Presumably I've misunderstood something here. I appreciate any clarification.
I think Qi Zhu and Brian Moehring have helped me realize that I'm getting bamboozled by the sheer number of rings that are floating around. There are at least the following rings:
Focusing on the second ring, it is the ring that is arises due to the operations on $R^R$ induced from the operations on $R$. This is discussed on page 27 of the text. In particular, given $f, g \in R^R$, the induced multiplicative operation is given by $(f \cdot g)(x) := f(x) \cdot g(x)$ So the new function $f \cdot g \in R^R$ is the rule that sends $x \mapsto f(x) \cdot g(x) \in R$, for all $x \in R$.

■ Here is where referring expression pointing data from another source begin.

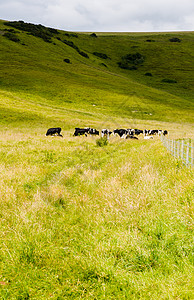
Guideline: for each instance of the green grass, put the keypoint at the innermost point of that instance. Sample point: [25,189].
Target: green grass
[80,219]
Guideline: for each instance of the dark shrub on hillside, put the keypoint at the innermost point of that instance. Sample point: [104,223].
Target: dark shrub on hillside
[93,35]
[67,60]
[41,31]
[126,66]
[175,40]
[12,37]
[130,61]
[101,55]
[102,64]
[71,44]
[166,80]
[83,54]
[101,142]
[11,30]
[71,34]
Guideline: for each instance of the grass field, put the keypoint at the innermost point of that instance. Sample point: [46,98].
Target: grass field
[80,221]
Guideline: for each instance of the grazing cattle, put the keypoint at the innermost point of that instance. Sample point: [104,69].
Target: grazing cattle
[138,131]
[120,132]
[106,132]
[93,131]
[131,137]
[54,131]
[85,131]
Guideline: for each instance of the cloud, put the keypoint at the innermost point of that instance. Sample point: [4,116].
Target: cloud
[103,15]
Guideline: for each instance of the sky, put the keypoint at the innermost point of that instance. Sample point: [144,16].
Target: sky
[103,15]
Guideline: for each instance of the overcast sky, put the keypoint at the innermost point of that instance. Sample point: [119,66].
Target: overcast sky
[103,15]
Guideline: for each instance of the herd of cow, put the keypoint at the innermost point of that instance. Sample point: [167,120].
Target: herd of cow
[123,133]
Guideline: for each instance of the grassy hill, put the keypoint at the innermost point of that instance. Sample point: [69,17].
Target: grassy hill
[79,221]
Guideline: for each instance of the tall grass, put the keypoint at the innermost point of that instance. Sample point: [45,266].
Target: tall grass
[81,221]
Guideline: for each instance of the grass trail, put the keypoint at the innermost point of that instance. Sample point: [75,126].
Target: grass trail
[81,221]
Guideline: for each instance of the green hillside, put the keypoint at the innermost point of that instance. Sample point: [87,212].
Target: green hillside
[82,217]
[35,66]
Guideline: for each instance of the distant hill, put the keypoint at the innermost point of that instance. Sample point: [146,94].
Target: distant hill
[139,75]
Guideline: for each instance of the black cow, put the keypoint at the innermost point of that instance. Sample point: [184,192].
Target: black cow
[85,131]
[54,131]
[106,132]
[93,131]
[120,132]
[131,137]
[81,131]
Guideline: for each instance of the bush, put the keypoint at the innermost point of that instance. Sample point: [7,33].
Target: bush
[175,40]
[67,60]
[93,35]
[166,80]
[41,31]
[101,55]
[101,142]
[11,37]
[131,59]
[71,44]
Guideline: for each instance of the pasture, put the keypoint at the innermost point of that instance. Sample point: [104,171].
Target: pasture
[80,221]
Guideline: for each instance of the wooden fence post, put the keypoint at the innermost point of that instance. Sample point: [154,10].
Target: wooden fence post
[178,148]
[187,155]
[182,150]
[192,152]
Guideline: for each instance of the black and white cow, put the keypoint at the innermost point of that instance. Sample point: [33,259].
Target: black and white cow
[106,133]
[54,131]
[121,132]
[80,131]
[93,131]
[131,137]
[85,131]
[165,132]
[138,131]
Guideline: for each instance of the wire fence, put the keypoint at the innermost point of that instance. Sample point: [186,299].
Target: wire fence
[181,149]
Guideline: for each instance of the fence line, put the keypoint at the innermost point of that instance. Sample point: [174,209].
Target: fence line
[181,149]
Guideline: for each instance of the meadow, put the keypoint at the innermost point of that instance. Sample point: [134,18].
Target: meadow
[79,221]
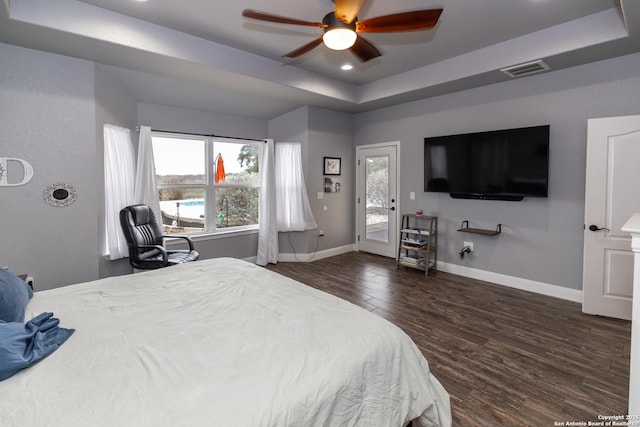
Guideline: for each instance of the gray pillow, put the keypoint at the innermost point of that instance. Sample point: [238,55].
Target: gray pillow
[14,296]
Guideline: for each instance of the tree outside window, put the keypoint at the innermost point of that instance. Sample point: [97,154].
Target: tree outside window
[190,199]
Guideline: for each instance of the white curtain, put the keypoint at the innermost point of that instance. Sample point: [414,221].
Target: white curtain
[267,231]
[119,174]
[292,203]
[146,190]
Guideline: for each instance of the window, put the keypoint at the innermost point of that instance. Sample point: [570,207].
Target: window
[191,200]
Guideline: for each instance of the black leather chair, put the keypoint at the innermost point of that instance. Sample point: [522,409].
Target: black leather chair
[146,241]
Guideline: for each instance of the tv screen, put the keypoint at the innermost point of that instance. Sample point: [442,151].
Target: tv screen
[507,164]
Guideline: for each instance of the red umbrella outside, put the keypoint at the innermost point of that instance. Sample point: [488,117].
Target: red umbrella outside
[220,174]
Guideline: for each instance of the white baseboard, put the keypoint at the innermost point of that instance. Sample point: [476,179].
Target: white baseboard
[316,255]
[556,291]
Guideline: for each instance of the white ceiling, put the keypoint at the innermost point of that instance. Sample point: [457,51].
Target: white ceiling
[204,54]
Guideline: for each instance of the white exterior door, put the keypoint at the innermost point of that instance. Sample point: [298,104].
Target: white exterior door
[611,198]
[377,216]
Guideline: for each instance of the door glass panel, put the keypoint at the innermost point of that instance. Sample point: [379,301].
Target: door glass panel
[377,198]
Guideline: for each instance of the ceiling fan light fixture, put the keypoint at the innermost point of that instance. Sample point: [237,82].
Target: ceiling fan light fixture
[339,38]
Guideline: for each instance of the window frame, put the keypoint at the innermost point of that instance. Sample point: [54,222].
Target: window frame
[209,186]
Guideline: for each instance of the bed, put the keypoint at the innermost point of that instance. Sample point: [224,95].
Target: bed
[220,342]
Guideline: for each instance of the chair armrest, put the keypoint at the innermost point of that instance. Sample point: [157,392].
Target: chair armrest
[187,238]
[162,250]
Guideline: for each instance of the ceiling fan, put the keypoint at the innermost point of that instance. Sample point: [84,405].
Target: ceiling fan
[342,26]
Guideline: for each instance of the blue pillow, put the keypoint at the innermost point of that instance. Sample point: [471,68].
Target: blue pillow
[14,296]
[23,345]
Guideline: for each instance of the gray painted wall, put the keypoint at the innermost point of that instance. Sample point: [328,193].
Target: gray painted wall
[48,119]
[541,239]
[322,133]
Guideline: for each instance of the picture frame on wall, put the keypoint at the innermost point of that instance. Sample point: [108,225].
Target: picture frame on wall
[332,165]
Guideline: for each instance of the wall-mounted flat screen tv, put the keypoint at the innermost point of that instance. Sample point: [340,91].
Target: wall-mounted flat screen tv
[507,164]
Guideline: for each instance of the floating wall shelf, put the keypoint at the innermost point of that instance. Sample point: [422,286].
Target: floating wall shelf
[466,229]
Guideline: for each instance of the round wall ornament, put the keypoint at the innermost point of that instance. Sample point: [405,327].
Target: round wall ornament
[60,194]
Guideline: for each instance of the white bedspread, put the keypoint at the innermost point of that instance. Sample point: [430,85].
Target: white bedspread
[220,342]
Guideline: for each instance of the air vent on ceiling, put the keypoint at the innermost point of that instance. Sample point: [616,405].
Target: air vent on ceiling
[525,69]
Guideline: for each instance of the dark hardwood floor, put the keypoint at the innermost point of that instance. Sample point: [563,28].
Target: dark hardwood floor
[507,357]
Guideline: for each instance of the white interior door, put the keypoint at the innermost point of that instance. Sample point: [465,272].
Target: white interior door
[377,230]
[611,198]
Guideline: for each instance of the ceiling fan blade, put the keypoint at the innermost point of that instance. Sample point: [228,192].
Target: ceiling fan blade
[405,21]
[346,10]
[263,16]
[303,49]
[364,50]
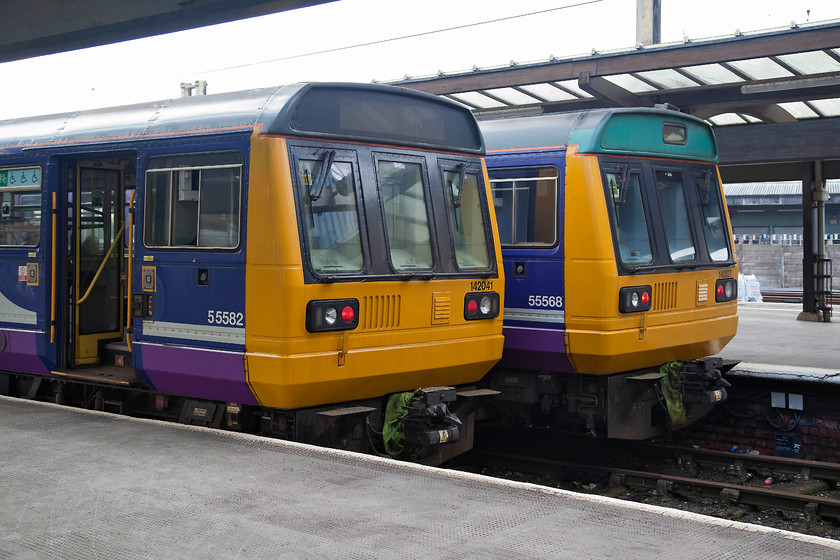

It is therefore clear that $1_{R^R}$ should be the constant function that sends everything to $1_R$. In my question I correctly deduced that the homomorphism described sends $1$ to $1$, but I was just confused as to what the latter $1$ really meant. I was somehow imagining that $\text{id}_R$ is the identity element of the ring $R^R$, but of course function composition has nothing to do with how the ring $R$ is defined.